Beim Blättern übergebe ich einfach die ID des Datensatzes, der ganz am Ende angezeigt wird. So habe ich immer die Datensätze, die ich wirklich brauche.

Vielen Dank!


----------



## paedubucher (10. Aug 2007)

SlaterB hat gesagt.:
			
		

> es muss doch eine SQL-Beschreibung für deine komische Datenbank geben?

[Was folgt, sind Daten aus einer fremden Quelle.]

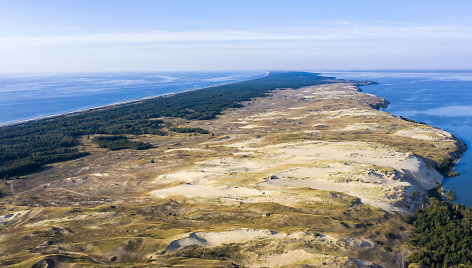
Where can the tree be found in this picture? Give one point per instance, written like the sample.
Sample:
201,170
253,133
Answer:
450,196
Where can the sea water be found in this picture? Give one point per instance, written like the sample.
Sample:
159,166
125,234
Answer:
30,96
438,98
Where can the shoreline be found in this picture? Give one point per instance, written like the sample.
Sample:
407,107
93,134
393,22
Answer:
117,104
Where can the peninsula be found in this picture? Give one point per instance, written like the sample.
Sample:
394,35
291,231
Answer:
290,169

Apache Derby ist nicht komisch, die ist sogar in Java SE 6 standardmässig mit dabei (unter dem "Decknamen" JavaDB).



			
				SlaterB hat gesagt.:
			
		

> nach grober google-Suche habe ich irgendwo
> (
> http://www.tutego.com/blog/javainsel/2006/02/inselraus-die-datenbank-derby.html
> )
> ...



Naja, DB2 wäre doch etwas mit Kanonen auf Spatzen geschossen...



			
				SlaterB hat gesagt.:
			
		

> Strohhalm: Hibernate verwenden, dort eine Query mit maxResults setzen und schauen was für SQL rauskommt



Auch Hibernate ist wohl für mein mini-Tool übertrieben, intern wird wohl aber auch setMaxRows() verwenden.


----------



## SlaterB (10. Aug 2007)

musst du nicht auch noch nach id sortieren?
oder hast du das nur der Übersichtlichkeit halber weggelassen?

> Naja, DB2 wäre doch etwas mit Kanonen auf Spatzen geschossen... 

du sollst ja nicht DB2 verwenden, sondern nur schauen,  ob deren SQL-Syntax bei dir funktioniert 
aber dem Artikel nach gibts das ja leider nicht


----------



## André Uhres (10. Aug 2007)

paedubucher hat gesagt.:
			
		

> Dass ich LIMIT nicht verwenden kann, ist mir klar. Darum brauche ich nun irgend etwas "ähnliches",
> dass die Anzahl der zurückgelieferten Datensätze auf einen bestimmten Wert einschränkt..


Mit "bessere Querystrategie" meine ich natürlich nicht ein blosses Nachahmen von LIMIT.
Eine bessere Strategie müsste so aussehen, daß durch *logische* Eingrenzungen 
nicht zuviel Datensätze im ResultSet zurückkommen.
Beispiel:
Anstatt durch sämtliche Kunden der Datenbank zu blätter, 
könnte man durch die Kunden mit dem Namen "Schmit" blättern:
WHERE Name LIKE 'Schmit%'


----------



## semi (11. Aug 2007)

paedubucher hat gesagt.:
			
		

> ...
> Auch Hibernate ist wohl für mein mini-Tool übertrieben, intern wird wohl aber auch setMaxRows() verwenden.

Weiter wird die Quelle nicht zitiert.